Now more than ever, that way of living, our greed, short-termism and lack of respect for our planet have led us to a crisis point. We can’t continue to live in this way.
The ethos of permaculture sets out simple ways that we can all use to help to avert the impending doom of climate change and the ruination of our glorious planet. Permaculture makes perfect sense, it is the way forward.
“Permaculture is the handbook for living alongside nature and changing the world, modelled on how nature itself achieves resilience and abundance,” says Jennifer.
“Its principles draw on indigenous traditions, blended with renewable technologies and design solutions, for the challenges we face related to the climate crisis – loss of biodiversity, overconsumption, pollution, reliance on fossil fuels, injustice, loneliness, conflict – everything.
“There’s nothing permaculture can’t be applied to, and that is what makes it so incredible.”
Even though Zoom has become an increasing part of our lives since lockdown, I still find it peculiar that we are chatting over the airwaves via our computers.
My sunny study in Highland Perthshire overlooks our rampant garden, where wood pigeons coo. Jennifer is in her home with an open door on to the garden in a coastal area of Norway, where it is also sunny – there, autumn won’t last long and already the air is turning cooler.
Jennifer is an active member of Norway’s Green Party with a seat on her local council, where she works for sustainable ways of living. I can tell from her pensive manner that she feels deeply about the problems we all face.
“Small communities are so important, like the one I grew up in. It gave me a real foundation for life,” she says.
Does she feel the Norwegian environmental ethos is more at one with nature than ours here?
“There are only 5.5 million people here, and we have a lot more access to the natural world per person than in Scotland. We have the Right to Roam, too, and with that comes knowledge of how to behave in the outdoors.
“Outdoor recreation is part of the national identity here, people have a huge respect for nature,” she says.
As well as instigating community projects – such as a non-profit organisation that produces apple juice with fruit from local gardens – Jennifer teaches permaculture and forest gardening.
“It is essential for children to learn to grow food – it should be prioritised in schools. It would lead to better mental health, a desire to look after our world and a better understanding of their role in the universe.

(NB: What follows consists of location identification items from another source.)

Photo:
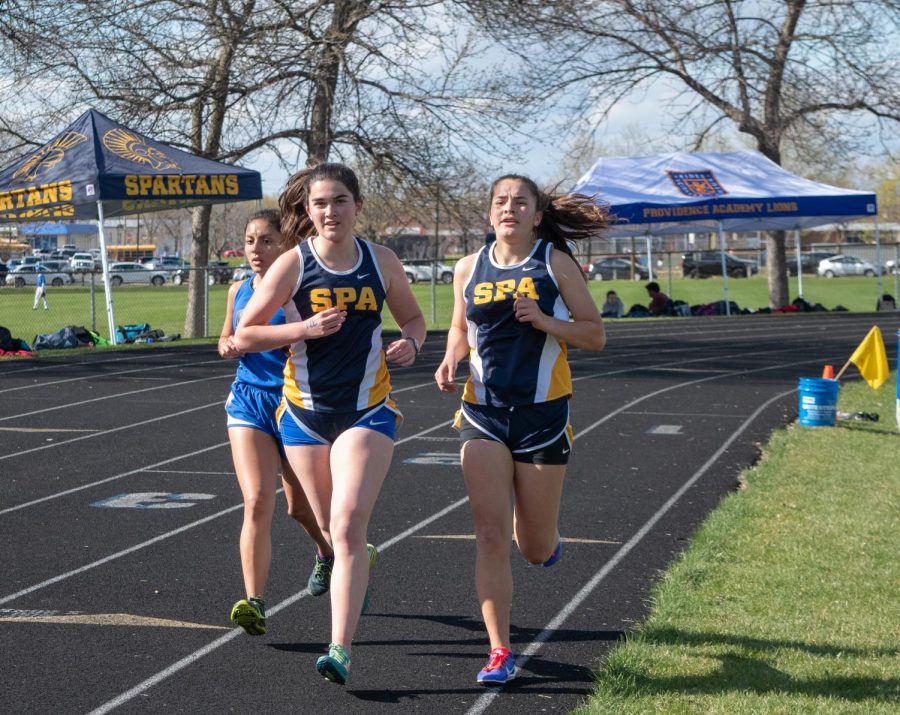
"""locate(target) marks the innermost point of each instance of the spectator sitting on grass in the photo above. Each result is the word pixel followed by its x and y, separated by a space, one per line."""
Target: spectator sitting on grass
pixel 660 304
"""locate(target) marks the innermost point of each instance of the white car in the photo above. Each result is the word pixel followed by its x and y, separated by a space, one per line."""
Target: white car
pixel 120 273
pixel 82 262
pixel 845 266
pixel 421 270
pixel 24 275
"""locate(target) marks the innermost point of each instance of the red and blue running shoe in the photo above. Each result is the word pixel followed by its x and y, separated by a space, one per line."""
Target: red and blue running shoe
pixel 500 668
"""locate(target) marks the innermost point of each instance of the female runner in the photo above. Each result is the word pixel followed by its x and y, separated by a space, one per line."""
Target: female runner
pixel 338 421
pixel 511 316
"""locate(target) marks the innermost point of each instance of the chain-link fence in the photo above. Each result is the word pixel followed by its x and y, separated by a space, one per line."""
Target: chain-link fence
pixel 157 298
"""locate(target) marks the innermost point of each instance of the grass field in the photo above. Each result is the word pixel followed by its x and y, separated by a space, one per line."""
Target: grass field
pixel 165 307
pixel 787 599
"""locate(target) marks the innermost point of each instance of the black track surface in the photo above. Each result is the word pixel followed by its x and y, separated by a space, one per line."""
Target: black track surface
pixel 665 418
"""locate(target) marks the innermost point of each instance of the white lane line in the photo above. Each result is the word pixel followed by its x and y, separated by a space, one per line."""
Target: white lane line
pixel 105 375
pixel 113 478
pixel 547 633
pixel 80 403
pixel 198 654
pixel 94 435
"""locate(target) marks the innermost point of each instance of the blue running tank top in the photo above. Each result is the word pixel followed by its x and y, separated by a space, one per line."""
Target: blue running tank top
pixel 345 371
pixel 264 370
pixel 510 362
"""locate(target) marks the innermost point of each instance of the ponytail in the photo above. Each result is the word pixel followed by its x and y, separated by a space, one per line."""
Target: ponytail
pixel 296 225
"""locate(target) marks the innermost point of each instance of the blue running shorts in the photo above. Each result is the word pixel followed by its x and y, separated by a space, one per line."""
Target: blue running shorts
pixel 253 407
pixel 535 434
pixel 307 427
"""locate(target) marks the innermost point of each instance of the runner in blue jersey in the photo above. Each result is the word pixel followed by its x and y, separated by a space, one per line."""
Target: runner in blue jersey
pixel 255 439
pixel 519 302
pixel 338 420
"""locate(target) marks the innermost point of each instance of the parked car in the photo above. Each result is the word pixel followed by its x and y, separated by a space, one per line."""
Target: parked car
pixel 216 272
pixel 55 266
pixel 122 272
pixel 421 270
pixel 615 268
pixel 167 263
pixel 703 264
pixel 82 262
pixel 241 273
pixel 24 275
pixel 845 266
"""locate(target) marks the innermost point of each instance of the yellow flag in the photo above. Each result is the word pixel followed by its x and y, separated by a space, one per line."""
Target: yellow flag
pixel 871 359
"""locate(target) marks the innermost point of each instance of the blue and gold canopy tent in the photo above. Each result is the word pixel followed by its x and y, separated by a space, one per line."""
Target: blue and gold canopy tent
pixel 696 192
pixel 97 168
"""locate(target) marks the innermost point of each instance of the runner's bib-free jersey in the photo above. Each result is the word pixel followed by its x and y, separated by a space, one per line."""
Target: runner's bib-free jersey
pixel 510 362
pixel 345 371
pixel 264 370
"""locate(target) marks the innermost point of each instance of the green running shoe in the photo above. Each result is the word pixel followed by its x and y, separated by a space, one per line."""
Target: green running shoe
pixel 250 614
pixel 320 579
pixel 336 665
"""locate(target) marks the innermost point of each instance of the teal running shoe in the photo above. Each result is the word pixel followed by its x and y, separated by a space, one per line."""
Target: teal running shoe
pixel 250 614
pixel 320 579
pixel 555 556
pixel 500 668
pixel 334 667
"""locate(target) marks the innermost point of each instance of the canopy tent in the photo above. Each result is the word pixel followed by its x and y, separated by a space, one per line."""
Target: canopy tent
pixel 97 168
pixel 716 192
pixel 57 229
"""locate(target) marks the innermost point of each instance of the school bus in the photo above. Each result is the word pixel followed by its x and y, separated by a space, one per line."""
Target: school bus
pixel 130 252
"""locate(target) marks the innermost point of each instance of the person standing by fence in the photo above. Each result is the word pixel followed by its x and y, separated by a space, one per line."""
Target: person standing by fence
pixel 40 290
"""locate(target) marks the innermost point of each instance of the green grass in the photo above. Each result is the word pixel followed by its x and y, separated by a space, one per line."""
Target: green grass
pixel 787 599
pixel 165 307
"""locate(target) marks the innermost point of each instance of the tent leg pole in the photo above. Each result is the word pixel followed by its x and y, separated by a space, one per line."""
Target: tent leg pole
pixel 724 268
pixel 110 316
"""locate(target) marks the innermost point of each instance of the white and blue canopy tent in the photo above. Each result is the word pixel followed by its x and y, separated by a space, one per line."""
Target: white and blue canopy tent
pixel 715 192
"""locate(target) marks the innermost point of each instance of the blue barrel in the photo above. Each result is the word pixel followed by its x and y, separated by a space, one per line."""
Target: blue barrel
pixel 818 401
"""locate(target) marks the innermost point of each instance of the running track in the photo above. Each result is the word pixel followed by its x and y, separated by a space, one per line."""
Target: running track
pixel 120 515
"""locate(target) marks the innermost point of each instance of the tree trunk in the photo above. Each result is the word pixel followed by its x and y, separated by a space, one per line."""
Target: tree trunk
pixel 194 324
pixel 776 270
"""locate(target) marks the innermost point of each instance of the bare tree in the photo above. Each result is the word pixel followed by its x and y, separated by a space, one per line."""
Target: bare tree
pixel 315 80
pixel 788 73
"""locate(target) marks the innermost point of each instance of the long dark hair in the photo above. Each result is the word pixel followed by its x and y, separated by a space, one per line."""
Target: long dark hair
pixel 566 217
pixel 296 225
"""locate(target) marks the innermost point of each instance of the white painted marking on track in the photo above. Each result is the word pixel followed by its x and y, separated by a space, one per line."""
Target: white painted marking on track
pixel 665 429
pixel 113 478
pixel 105 619
pixel 547 633
pixel 152 500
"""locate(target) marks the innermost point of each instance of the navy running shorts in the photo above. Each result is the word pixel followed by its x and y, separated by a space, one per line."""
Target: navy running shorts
pixel 535 434
pixel 306 427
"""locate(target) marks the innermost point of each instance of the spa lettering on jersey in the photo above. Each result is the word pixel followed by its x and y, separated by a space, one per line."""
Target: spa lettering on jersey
pixel 342 298
pixel 501 290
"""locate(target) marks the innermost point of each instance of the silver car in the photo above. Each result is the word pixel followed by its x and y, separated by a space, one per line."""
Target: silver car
pixel 417 270
pixel 845 266
pixel 24 275
pixel 120 273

“I am passionate about spiritual ecology – a spiritual approach to tackling the ecological crisis. I believe change from within is equally as important as actions such as growing vegetables.
“I have created an online forest garden design programme and am co-teaching Permaculture Design Certificate courses in 2022.”
Jennifer is also creating a new online programme for women called Earth Connected Leadership. Her aim is to support women to lead and create businesses in a feminine, earth-connected manner, using the wisdom of nature.
“It was once said you can solve all the world’s problems in a food forest – it meets a huge range of human needs, while being a fantastic response to tackling climate change.
“In a forest garden, we imitate the three-dimensional layered stacking design we see in old forests but with plants for perennial vegetables, nuts, fruit, herbs, medicine, fuelwood, syrup, mushrooms and more!
“From the vital need to lock up carbon, to supporting biodiversity and the crucial building of soil – with no toxic chemical input – forest gardens are the key. They are resilient, regenerative, low maintenance ecosystems where everything interacts seamlessly,” Jennifer says.
“We do have a role on this planet, and that is not dominating nature, but rather with nature as our teacher and co-creator. This is the basis for permaculture, forest gardening and spiritual ecology, and it is, without doubt, the way forward if we are to thrive on this planet.”
There is much to be learned from the wisdom and harmony of permaculture. Thanks to my conversation with Jennifer, I realise it has gained another advocate.